# =============================================================================
# MIT License

# Copyright (c) 2024 Reinforcement Learning Evolution Foundation

# Permission is hereby granted, free of charge, to any person obtaining a copy
# of this software and associated documentation files (the "Software"), to deal
# in the Software without restriction, including without limitation the rights
# to use, copy, modify, merge, publish, distribute, sublicense, and/or sell
# copies of the Software, and to permit persons to whom the Software is
# furnished to do so, subject to the following conditions:

# The above copyright notice and this permission notice shall be included in all
# copies or substantial portions of the Software.

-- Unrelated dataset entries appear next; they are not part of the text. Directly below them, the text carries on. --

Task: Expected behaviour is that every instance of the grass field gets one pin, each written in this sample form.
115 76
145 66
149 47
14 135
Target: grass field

# THE SOFTWARE IS PROVIDED "AS IS", WITHOUT WARRANTY OF ANY KIND, EXPRESS OR
# IMPLIED, INCLUDING BUT NOT LIMITED TO THE WARRANTIES OF MERCHANTABILITY,
# FITNESS FOR A PARTICULAR PURPOSE AND NONINFRINGEMENT. IN NO EVENT SHALL THE
# AUTHORS OR COPYRIGHT HOLDERS BE LIABLE FOR ANY CLAIM, DAMAGES OR OTHER
# LIABILITY, WHETHER IN AN ACTION OF CONTRACT, TORT OR OTHERWISE, ARISING FROM,
# OUT OF OR IN CONNECTION WITH THE SOFTWARE OR THE USE OR OTHER DEALINGS IN THE
# SOFTWARE.
# =============================================================================



from typing import Dict, Optional

import gymnasium as gym
import torch as th
import torch.nn.functional as F
from torch.utils.data import TensorDataset, DataLoader
import numpy as np
from rllte.common.prototype import BaseReward
from .model import ObservationEncoder

th.autograd.set_detect_anomaly(True)

class Byol_Explore(BaseReward):
    """Exploration by Random Network Distillation (RND).
        See paper: https://arxiv.org/pdf/1810.12894.pdf

    Args:
        observation_space (Space): The observation space of environment.
        action_space (Space): The action space of environment.
        n_envs (int): The number of parallel environments.
        device (str): Device (cpu, cuda, ...) on which the code should be run.
        beta (float): The initial weighting coefficient of the intrinsic rewards.
        kappa (float): The decay rate of the weighting coefficient.
        rwd_norm_type (bool): Use running mean and std for reward normalization.
        obs_rms (bool): Use running mean and std for observation normalization.
        gamma (Optional[float]): Intrinsic reward discount rate, None for no discount.
        latent_dim (int): The dimension of encoding vectors.
        lr (float): The learning rate.
        batch_size (int): The batch size for training.
        update_proportion (float): The proportion of the training data used for updating the forward dynamics models.

    Returns:
        Instance of RND.
    """

    def __init__(
        self,
        observation_space: gym.Space,
        action_space: gym.Space,
        n_envs: int,
        device: str = "cpu",
        beta: float = 1.0,
        kappa: float = 0.0,
        rwd_norm_type: str = "rms",
        obs_rms: bool = True,
        gamma: Optional[float] = None,
        latent_dim: int = 512,
        lstm_latent_dim: int = 256,
        k = 8,
        tau = 0.99,
        lr: float = 0.001,
        batch_size: int = 256,
        update_proportion: float = 1.0,
        encoder_model: str = "mnih",
        weight_init: str = "default"
    ) -> None:
        super().__init__(observation_space, action_space, n_envs, device, beta, kappa, rwd_norm_type, obs_rms, gamma)
        
        # build the online and target networks
        self.encoder = ObservationEncoder(obs_shape=self.obs_shape, 
                                            latent_dim=latent_dim, encoder_model=encoder_model, weight_init=weight_init).to(self.device)
        self.target = ObservationEncoder(obs_shape=self.obs_shape, 
                                         latent_dim=latent_dim, encoder_model=encoder_model, weight_init=weight_init).to(self.device)            
        self.target.load_state_dict(self.encoder.state_dict())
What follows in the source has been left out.